Mitteilung von Digitalcourage e.V. vom 14.3.2018

„Dieses Urteil ist ein gerichtlicher Sieg über geheimdienstliche Verleumdungen und Willkür, eine Entscheidung zugunsten der Meinungs-, Presse- und Berufsfreiheit“, sagt Rolf Gössner über das OVG-Urteil vom 13. März 2018. BigBrotherAwards-Jurymitglied Gössner wurde 38 Jahre rechtswidrig überwacht.

Allerdings: Der Rechtstreit ist noch nicht beendet. Rolf Gössner ist Mitglied in der Jury der BigBrotherAwards. 2016 verlieh er den Kritikpreis an den Inlandsgeheimdienst „Verfassungsschutz“ für dessen Lebenswerk.

Dem Bundesnachrichtendienst (BND) verlieh Gössner 2015 einen BigBrotherAward.
https://vimeo.com/127156312

Nach vierstündiger mündlicher Berufungsverhandlung hat das Oberwaltungsgericht Nordrhein-Westfalen entschieden, dass die geheimdienstliche Überwachung des Rechtsanwalts, Publizisten und Bürgerrechtlers Rolf Gössner unverhältnismäßig und rechtswidrig war.
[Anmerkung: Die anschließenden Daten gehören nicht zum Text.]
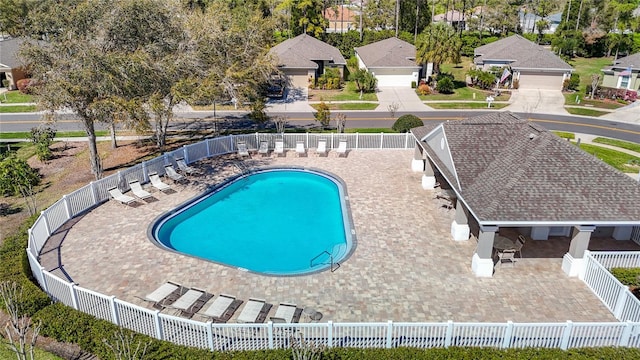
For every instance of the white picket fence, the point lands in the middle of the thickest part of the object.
(224, 337)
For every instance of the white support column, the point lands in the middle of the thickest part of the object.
(482, 261)
(417, 163)
(428, 176)
(460, 225)
(573, 261)
(622, 232)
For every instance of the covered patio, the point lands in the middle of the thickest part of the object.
(508, 177)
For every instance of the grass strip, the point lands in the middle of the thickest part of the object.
(470, 105)
(17, 108)
(565, 135)
(622, 161)
(618, 143)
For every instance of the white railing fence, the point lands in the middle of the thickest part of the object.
(222, 337)
(613, 294)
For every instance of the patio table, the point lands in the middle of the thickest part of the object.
(503, 243)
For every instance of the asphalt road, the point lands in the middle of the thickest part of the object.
(355, 119)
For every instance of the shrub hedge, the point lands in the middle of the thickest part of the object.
(68, 325)
(406, 123)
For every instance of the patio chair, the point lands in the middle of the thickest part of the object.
(191, 302)
(116, 194)
(263, 148)
(300, 150)
(508, 255)
(342, 148)
(138, 191)
(254, 311)
(173, 175)
(279, 148)
(182, 165)
(242, 149)
(290, 313)
(165, 295)
(158, 184)
(322, 147)
(222, 308)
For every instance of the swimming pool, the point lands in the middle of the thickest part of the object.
(277, 221)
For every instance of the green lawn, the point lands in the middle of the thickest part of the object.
(469, 105)
(570, 99)
(348, 106)
(619, 160)
(14, 97)
(585, 112)
(565, 135)
(17, 108)
(618, 143)
(5, 353)
(585, 67)
(348, 93)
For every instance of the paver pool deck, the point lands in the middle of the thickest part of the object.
(405, 266)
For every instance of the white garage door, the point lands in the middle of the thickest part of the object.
(298, 78)
(395, 80)
(541, 81)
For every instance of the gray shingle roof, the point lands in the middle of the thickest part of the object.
(8, 50)
(632, 61)
(302, 50)
(512, 170)
(521, 53)
(391, 52)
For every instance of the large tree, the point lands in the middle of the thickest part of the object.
(94, 51)
(437, 44)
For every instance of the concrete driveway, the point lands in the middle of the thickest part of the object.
(406, 99)
(537, 101)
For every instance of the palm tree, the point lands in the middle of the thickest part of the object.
(437, 44)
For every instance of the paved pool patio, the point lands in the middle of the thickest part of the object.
(405, 266)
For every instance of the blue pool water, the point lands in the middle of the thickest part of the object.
(273, 222)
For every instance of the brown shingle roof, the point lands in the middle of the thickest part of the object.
(521, 53)
(302, 50)
(511, 170)
(632, 61)
(391, 52)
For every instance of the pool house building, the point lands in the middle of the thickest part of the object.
(496, 176)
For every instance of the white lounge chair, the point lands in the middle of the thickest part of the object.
(118, 195)
(173, 175)
(222, 308)
(182, 165)
(263, 148)
(157, 183)
(191, 302)
(254, 311)
(300, 150)
(279, 148)
(242, 149)
(342, 148)
(322, 147)
(288, 312)
(138, 191)
(166, 294)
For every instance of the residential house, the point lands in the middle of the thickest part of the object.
(11, 69)
(341, 19)
(510, 174)
(392, 61)
(623, 74)
(529, 65)
(304, 58)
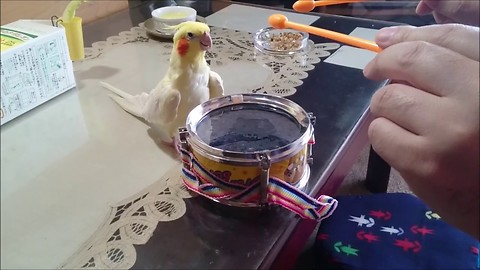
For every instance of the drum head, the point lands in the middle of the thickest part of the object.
(249, 128)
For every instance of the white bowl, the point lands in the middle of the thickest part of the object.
(166, 17)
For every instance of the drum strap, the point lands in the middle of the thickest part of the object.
(279, 192)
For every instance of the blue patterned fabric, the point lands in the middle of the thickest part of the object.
(391, 231)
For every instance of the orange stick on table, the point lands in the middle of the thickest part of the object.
(309, 5)
(280, 21)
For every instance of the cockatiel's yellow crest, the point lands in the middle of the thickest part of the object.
(187, 83)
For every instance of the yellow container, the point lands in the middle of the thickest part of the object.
(74, 33)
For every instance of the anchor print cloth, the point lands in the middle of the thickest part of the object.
(391, 231)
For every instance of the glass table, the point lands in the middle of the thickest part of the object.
(86, 185)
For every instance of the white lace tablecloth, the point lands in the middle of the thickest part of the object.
(135, 62)
(233, 56)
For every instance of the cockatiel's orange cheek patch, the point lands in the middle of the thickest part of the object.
(182, 46)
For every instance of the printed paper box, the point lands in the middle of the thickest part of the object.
(35, 66)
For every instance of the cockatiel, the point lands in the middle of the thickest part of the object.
(187, 83)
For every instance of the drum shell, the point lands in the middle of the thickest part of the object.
(288, 163)
(290, 169)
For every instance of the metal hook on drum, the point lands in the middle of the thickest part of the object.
(264, 164)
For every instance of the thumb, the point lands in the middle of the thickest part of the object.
(456, 37)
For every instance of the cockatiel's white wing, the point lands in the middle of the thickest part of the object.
(215, 84)
(162, 106)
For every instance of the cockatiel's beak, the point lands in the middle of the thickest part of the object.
(205, 41)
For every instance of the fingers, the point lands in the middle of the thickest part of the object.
(423, 65)
(459, 38)
(396, 145)
(405, 106)
(423, 8)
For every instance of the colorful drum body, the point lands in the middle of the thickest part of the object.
(247, 138)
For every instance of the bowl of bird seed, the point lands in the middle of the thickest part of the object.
(280, 41)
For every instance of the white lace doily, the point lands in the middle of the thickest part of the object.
(132, 222)
(235, 49)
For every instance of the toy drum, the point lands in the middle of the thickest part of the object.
(232, 146)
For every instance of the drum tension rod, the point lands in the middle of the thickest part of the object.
(264, 177)
(313, 119)
(182, 134)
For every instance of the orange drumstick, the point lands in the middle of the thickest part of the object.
(309, 5)
(279, 21)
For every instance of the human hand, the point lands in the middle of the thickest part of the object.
(451, 11)
(427, 127)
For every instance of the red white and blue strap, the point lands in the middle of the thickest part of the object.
(279, 192)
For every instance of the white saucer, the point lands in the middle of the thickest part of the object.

Gegen Berufung der Bundesregierung und des Verfassungsschutzes

Mit diesem Urteil hat das Gericht die Berufung der Bundesregierung und des Bundesamts für Verfassungsschutz zurückgewiesen und das erstinstanzliche Urteil des Verwaltungsgerichts Köln vom 3. Februar 2011 vollständig bestätigt. Das Urteil hat dem Inlandsgeheimdienst einen jahrzehntelangen Verstoß gegen den Verfassungsgrundsatz der Verhältnismäßigkeit und gegen essentielle Grundrechte des Klägers und Betroffenen Dr. Rolf Gössner bescheinigt.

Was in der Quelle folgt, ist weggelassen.